Site cedes some control over the player and advertising experience to host TV and movie clips from Warner Bros. and Turner Broadcasting.
YouTube has won the right to host short-form TV and movie clips from Time Warner. The agreement covers Warner Bros. movies and series like “Gossip Girl” and “The Ellen Degeneres Show,” along with TV fare from Turner-owned CNN, Cartoon Network, and its Adult Swim programming.
Under the deal’s terms, Time Warner’s video player will be integrated into the site. Turner and Warner Bros. are permitted to set up YouTube channels for their individual brands, and to sell their own ads.
In those aspects, the relationship is similar to YouTube’s March deal with Disney/ABC Television Group. As with the Disney/ABC deal, YouTube’s access to Time Warner’s full-length TV content is limited to short clips, teasers, and recaps. There may be more promise in the clips from CNN, Cartoon Network, and Adult Swim, since those networks specialize in short-form programming anyway.
A YouTube spokesperson said that to fixate on the absence of long-form content, as some advertisers have, is to miss the point.
“The focus in the media right now is largely on long-form content,” said the rep, Chris Dale. “What we’ve steadily been doing over the last year and a half is finding these deals with premium partners…that is bringing more monetizable content to YouTube.”
As time wears on, YouTube has proven ever more agreeable to the terms laid by network owners, though it means surrendering control over the player and advertising experience.
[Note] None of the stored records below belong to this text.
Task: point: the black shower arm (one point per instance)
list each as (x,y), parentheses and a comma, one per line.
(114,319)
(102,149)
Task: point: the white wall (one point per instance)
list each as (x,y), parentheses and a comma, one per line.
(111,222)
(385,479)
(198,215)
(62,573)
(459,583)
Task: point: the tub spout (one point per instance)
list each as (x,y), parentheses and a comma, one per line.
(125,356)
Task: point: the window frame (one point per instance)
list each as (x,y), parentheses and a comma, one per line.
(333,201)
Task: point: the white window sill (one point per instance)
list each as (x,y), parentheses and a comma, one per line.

The Google-owned site has decided those sacrifices are acceptable if they allow it to further its urgent quest to win the syndication rights to top-shelf programming.
Until last spring, the only premium content it could boast was older series such as “Beverly Hills 90210,” “MacGyver, and “Star Trek The Original Series.” Those older shows came through deals with CBS, Lions Gate, MGM, and Sony.
Today’s announcement expands on an existing relationship between Time Warner and YouTube. Time Warner’s HBO premium cable network currently uses the site to promote video clips from “True Blood,” “Hung,” and “Entourage.” CNN International has also made clips available on a country-restricted basis.